Sell me on ACTA: Noble Armada

Pavic

Mongoose
I am a first time poster looking at my first Mongoose product, but I am having some doubts about taking the dive.

First and foremost, I was not sure whether to put this in General or the ACTA: Noble Armada section, but given the content of the post, I felt the overall conversation would likely be more general than Noble Armada specific. How is that you ask, especially when the title is about selling me on Noble Armada? Well, let me tell you....

I have been tabletop gaming for over 15 years now, primarily Warhammer Fantasy, though I have dabbled in 40K, Battlefleet Gothic, and Malifaux. I have always loved spaceship combat, and I loved Battlefleet Gothic, but as GW does, this game has essentially been thrown under the bus as a "specialist" game. Now I am looking for a game to scratch my itch, and Noble Armada is currently the front runner, with Firestorm Armada close behind.
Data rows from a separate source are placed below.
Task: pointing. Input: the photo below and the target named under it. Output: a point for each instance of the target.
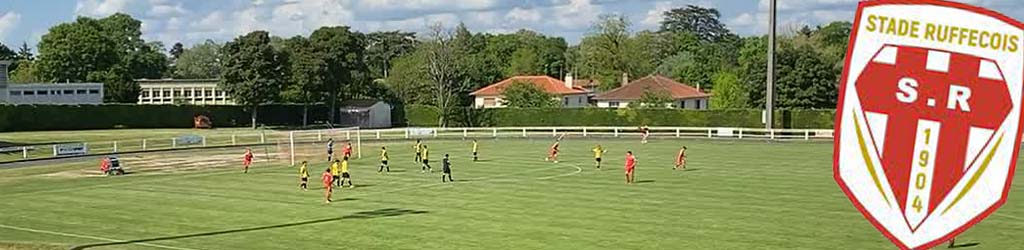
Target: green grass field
(737, 195)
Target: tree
(344, 53)
(383, 47)
(449, 82)
(27, 72)
(306, 73)
(409, 81)
(200, 61)
(695, 19)
(652, 99)
(109, 50)
(806, 81)
(253, 72)
(728, 93)
(176, 50)
(609, 50)
(25, 52)
(524, 61)
(523, 94)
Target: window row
(54, 92)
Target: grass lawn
(737, 195)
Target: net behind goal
(312, 146)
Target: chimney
(568, 80)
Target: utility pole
(770, 91)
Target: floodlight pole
(770, 91)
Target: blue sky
(195, 21)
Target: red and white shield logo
(928, 126)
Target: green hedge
(424, 116)
(49, 117)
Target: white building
(181, 91)
(568, 95)
(684, 96)
(48, 93)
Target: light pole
(770, 90)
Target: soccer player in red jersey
(681, 159)
(553, 153)
(347, 150)
(631, 164)
(247, 160)
(327, 178)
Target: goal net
(312, 146)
However, I have some doubts about Noble Armada, so I am bringing them to the folks who should know best.

First, with the approach of ATCA: Star Fleet, I have to say I am absolutely terrified that all support for Noble Armada will simply dry up, let alone the player base, which does not seem to be especially large at this time. There are simply a ton of Star Fleet fans out there and the game will without a doubt be more profitable than Noble Armada. While I see that Mongoose has a nice list of upcoming releases for Noble Armada, it would be easy to simply slow up the support for Noble Armada and wind it down completely. This has of course happened in the past with B5, but having been an avid fan of Decipher's Star Wars CCG, I have been on the losing side of a license fight before, and I imagine that this is simply what occurred with B5 despite Mongoose's best intentions. So, assuming that Star Fleet is as successful as I imagine, what are the chances that Noble Armada will simply fade away? Are there any significant licensing issue for Noble Armada that could crop up in a few years time? On a side note, I have zero interest in Star Fleet. I want my fighters and carriers, not just a bunch of cruisers.
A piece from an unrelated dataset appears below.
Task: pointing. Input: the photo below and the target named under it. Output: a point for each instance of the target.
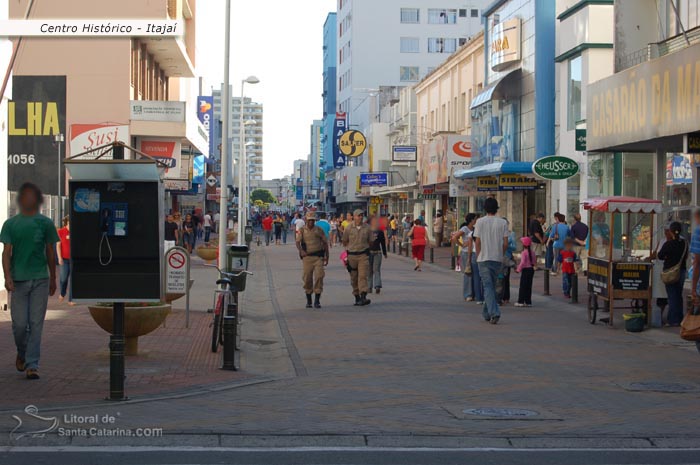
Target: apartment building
(136, 90)
(395, 43)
Second, I have just seen a lot of anger at Mongoose over how ACTA: B5 was handled. While I don't think this is Mongoose's fault, from what I can tell it has basically stopped anyone from investing in Noble Armada, even though on multiple boards people have commented that the rules are much better and the game is solid. However, many of these angry people have also indicated that they will dive into Star Fleet, even though Mongoose is involved, which only strengthens my belief the Star Fleet will come out ahead and Noble Armada will fall. So, in terms of players, how widespread is Noble Armada? Could I walk into a gaming store in most major US cities and find the game? I realize that this is not exactly fair to ask and might not really be something that can be answered, but if folks can just mention where there gaming group is located, it might relieve some of my fears.

Lastly, Firestorm Armada is the runner up for me at the moment. I don't like the ships as much, and I hate all the damn tokens that appear to be required, but that won't stop me from making FA my space combat game if I think Noble Armada won't stick around.

So now it is up to you folks. Tell me why I should buy in to Noble Armada and subsequently pull in all of my gaming friends.
 
Funny you mention fighters and carriers; they have been a big point of divergence between two of the games that ACtA:SF has to draw from setting-wise.

In Star Fleet Battles, there is a wide range of carriers (and gunboat tenders) for several empires; and a range of metal miniatures to support at least some of them. In Federation Commander, there are no "true" carriers; only one Alpha Octant power (the Hydran Kingdom) uses any sort of fighter type, and even then only because they operate a hybrid carrier doctrine as standard. (There may one day be a "Borders of Madness" product which will allow for limited carrier operations in the FC system, but BoM items will be strictly divided from "vanilla" FC in terms of what will be considered part of the main game.)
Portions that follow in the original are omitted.